Antifouling and sensitive biosensor based on multifunctional peptide and urease@ZIFs for metal matrix protease-7

For the early diagnosis and treatment of diseases, it is of great significance to develop biosensors that can detect low concentrations of biomarkers in complex biological environments. However, biofouling in biological samples is a great challenge for electrochemical biosensors. In this work, a precise, low-fouling sensing platform was developed to accurately capture targets in complex biological fluids based on a strategy of combining a multifunctional peptide with urease@zeolite imidazole frameworks (urease@ZIFs). The multifunctional peptide and sodium alginate-graphene oxide-Pb2+ (SA-GO-Pb2+) gel were used to construct an antifouling electrode interface. The modified electrode interface was coupled with a novel carboxyl-rich pyrrole doped ZIF (ZIF-Py) loaded with urease. In the presence of urease@ZIF-Py, CO2 produced by urea decomposition reacted with Pb2+ in the gel to form PbCO3 precipitation, resulting in a significant decrease in the conductivity of the sensing interface.
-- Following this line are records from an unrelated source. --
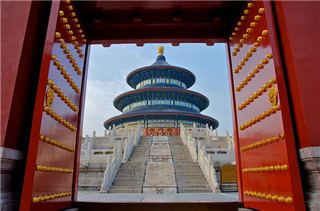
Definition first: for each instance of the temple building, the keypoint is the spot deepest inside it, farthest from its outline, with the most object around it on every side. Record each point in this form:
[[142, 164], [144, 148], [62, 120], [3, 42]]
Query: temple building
[[161, 100]]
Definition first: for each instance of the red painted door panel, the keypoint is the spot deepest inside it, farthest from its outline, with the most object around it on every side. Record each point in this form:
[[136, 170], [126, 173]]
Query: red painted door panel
[[48, 182], [267, 159]]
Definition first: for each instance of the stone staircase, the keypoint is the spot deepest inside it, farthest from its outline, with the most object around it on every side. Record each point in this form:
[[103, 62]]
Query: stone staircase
[[189, 176], [130, 176]]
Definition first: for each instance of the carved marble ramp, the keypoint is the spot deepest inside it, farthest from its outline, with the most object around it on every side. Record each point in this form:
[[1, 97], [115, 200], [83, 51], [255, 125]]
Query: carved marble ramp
[[160, 165], [189, 176], [160, 176], [130, 176]]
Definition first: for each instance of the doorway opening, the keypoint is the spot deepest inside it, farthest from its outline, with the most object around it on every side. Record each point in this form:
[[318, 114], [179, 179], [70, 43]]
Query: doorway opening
[[107, 72]]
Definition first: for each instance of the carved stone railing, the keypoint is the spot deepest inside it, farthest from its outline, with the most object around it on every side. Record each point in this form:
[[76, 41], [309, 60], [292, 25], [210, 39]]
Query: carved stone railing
[[199, 142], [132, 140], [113, 164], [114, 161], [208, 169]]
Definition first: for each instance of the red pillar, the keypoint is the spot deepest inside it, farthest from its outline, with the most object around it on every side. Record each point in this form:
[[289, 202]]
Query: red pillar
[[298, 34], [23, 29]]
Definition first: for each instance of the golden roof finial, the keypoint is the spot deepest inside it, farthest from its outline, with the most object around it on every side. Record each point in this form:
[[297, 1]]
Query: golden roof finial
[[160, 50]]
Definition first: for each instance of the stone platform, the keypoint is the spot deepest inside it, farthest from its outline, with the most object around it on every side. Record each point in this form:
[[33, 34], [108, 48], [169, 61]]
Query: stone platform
[[94, 196]]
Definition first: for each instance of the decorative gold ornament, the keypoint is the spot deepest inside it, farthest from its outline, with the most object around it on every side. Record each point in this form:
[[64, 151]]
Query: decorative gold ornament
[[160, 50], [273, 96], [50, 97]]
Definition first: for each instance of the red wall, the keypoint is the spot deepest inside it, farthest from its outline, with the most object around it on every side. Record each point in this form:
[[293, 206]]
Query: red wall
[[14, 17], [23, 29], [298, 33]]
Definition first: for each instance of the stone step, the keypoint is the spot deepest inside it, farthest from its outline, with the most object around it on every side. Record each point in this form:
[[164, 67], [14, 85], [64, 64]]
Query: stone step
[[192, 182], [189, 171], [128, 183], [125, 191], [126, 187], [193, 186], [128, 176], [128, 180], [122, 173], [194, 190]]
Matrix metalloproteinase-7 was considered to be the model of this biosensor because the multifunctional peptide contained its specific hydrolytic sites. Based on the versatility of the designed peptide and the ability of urease@ZIF-Py to trigger the cascade amplify reaction, the biosensor exhibited obvious antifouling performance and sensitivity, demonstrating a wide linear range (0.1 pg mL−1-100 ng mL−1) and a low detection limit (24.34 fg mL−1). Meanwhile, the detection of clinical serum samples has excellent accuracy. This strategy provided potential prospects for the development of sensitive and low-fouling biosensors for complex environments.